IN CERCA DI GIUSTIZIA
Di più. Questi nostri fratelli mai hanno mostrato né fatto valere rancore nei confronti di chi li aveva cacciati da casa loro. Chiedevano e chiedono solo “giustizia”. Le loro lacrime mai hanno riempito gli studi televisivi, a cui per anni i sopravvissuti e le loro famiglie si sono sottratti con discrezione. Anche nel dolore essi hanno dato prova di un’italianità esemplare: gente che non protestava, che non dava la colpa agli altri dei propri e terribili guai subìti, che non s’inventava partiti per lucrare voti sulla sofferenza. Solamente e nient’altro che un grande, infinito rispetto, dunque, possiamo noi oggi restituire ai vivi e ai morti, chiedendo scusa d’essere arrivati così tardi a “comprendere” e a “condividere” la vicenda.

L’OPERA DI CRISTICCHI
È quel che ha fatto Simone Cristicchi con lo spettacolo “Magazzino 18”, andando a spulciare, per poi narrare, le cose senza nome e senza numeri, ma da oggi con nuova anima, abbandonate dagli esiliati in quel disperato magazzino di Trieste. Cristicchi ha dato voce e senso a una storia che è rimasta muta per decenni. L’artista, che non ha ancora trentasette anni, ha potuto e saputo più degli storici paludati, perfino, che poco o niente hanno voluto ricordare di quell’esodo alla frontiera, voltando per anni la testa e la penna dall’altra parte. Il giovane Cristicchi ha potuto e saputo più dei politici navigati, mondo al quale non appartiene. E si vede, e si sente: libero artista in libero Stato.

SCOPERTA TARDIVA
Un mondo, quello politico, che ha scoperto l’esilio e le foibe solo in tarda Repubblica quando, con legge del 2004, fu proclamato “giorno del ricordo” il 10 febbraio, anniversario del Trattato di Pace che staccò dall’Italia quei territori italiani.

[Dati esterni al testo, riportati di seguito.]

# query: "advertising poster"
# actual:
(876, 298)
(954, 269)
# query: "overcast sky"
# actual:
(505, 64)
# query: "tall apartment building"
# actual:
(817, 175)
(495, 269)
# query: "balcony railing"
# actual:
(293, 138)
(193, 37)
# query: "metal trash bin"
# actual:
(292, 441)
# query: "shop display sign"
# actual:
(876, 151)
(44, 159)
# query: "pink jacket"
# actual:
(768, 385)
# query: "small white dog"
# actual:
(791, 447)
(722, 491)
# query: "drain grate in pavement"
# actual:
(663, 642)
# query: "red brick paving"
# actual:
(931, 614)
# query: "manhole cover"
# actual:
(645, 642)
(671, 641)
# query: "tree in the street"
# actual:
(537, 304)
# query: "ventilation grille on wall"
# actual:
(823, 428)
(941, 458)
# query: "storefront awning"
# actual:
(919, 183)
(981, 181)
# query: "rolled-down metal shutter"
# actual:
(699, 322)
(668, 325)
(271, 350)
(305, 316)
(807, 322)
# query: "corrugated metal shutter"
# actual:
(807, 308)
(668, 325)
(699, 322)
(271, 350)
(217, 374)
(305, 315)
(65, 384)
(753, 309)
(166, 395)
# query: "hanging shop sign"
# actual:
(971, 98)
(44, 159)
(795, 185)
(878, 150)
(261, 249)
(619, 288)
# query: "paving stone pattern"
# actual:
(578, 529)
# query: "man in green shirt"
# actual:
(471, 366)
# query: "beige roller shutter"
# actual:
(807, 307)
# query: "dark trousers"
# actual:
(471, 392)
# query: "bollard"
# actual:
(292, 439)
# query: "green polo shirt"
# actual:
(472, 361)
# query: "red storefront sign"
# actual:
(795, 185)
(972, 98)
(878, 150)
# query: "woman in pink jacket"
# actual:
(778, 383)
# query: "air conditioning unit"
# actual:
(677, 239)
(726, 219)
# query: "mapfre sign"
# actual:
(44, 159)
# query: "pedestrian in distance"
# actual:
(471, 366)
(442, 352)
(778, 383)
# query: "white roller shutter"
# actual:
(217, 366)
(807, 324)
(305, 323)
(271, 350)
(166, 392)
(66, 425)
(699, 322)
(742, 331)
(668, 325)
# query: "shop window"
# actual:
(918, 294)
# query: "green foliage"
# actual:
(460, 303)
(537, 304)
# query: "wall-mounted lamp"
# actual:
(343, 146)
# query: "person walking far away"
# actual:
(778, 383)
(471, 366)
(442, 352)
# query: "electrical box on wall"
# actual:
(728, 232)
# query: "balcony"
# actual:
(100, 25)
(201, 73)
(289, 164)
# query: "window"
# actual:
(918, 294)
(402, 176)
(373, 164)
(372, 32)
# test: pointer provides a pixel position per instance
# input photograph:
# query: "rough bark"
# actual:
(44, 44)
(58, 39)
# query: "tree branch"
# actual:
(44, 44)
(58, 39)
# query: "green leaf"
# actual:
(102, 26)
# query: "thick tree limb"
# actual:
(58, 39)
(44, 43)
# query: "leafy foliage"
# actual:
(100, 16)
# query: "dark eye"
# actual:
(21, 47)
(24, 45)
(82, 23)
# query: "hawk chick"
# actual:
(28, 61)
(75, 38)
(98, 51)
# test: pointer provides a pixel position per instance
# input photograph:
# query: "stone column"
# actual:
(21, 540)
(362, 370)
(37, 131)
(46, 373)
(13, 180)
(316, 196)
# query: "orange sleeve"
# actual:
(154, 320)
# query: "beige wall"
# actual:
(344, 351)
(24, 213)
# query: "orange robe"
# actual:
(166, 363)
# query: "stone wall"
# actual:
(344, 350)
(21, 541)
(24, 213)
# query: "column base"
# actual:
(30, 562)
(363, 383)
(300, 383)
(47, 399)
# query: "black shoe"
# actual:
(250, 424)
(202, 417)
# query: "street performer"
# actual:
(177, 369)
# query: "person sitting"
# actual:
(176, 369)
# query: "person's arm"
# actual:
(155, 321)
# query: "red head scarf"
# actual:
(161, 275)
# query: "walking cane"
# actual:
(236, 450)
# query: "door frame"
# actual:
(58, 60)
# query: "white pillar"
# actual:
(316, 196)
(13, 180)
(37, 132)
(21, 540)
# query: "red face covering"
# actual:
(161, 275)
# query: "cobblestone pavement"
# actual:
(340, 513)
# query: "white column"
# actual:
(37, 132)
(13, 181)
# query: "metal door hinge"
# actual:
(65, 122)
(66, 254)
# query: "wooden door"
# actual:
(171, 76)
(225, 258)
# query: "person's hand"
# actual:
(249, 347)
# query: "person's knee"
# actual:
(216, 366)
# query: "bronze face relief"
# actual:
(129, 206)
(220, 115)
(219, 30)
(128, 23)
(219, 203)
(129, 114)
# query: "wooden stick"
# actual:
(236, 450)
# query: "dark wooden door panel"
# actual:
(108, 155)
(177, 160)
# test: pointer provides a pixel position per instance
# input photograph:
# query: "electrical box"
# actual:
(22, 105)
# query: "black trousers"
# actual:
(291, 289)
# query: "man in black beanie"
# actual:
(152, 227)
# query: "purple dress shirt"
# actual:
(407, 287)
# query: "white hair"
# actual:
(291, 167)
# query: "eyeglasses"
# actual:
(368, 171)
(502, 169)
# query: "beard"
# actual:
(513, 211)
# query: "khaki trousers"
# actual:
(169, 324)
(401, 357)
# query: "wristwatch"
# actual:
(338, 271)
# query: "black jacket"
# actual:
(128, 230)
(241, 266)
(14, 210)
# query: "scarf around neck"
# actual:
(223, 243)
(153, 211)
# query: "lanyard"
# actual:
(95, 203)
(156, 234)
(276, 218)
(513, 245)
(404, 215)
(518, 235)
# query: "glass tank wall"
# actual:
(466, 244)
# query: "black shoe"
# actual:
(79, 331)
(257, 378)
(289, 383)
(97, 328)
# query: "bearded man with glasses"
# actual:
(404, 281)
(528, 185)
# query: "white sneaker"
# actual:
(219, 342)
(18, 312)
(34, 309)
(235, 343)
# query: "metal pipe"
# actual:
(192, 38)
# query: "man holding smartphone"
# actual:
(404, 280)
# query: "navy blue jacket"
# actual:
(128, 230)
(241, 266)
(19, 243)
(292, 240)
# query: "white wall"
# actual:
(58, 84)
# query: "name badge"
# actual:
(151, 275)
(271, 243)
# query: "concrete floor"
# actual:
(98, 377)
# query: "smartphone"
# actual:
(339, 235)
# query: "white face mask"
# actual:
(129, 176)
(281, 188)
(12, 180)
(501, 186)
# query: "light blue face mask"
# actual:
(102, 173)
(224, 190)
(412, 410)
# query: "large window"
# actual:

Da allora l’esilio e le foibe sono tornati nella nostra storia nazionale. E ogni volta la cerimonia al Quirinale rende omaggio alla memoria dei vinti e innocenti troppo a lungo dimenticati. Il tesoro della memoria.
Perciò la polemica che si è scatenata contro Cristicchi e riportata dal “Tempo”, con chi sollecita la cacciata dell’artista dall’Anpi reo non si capisce di che cosa, non è né giusta né sbagliata: è semplicemente incomprensibile.
La verità non può far male, neanche settant’anni dopo. Neanche quand’è raccontata con forza e dolcezza per non dimenticare.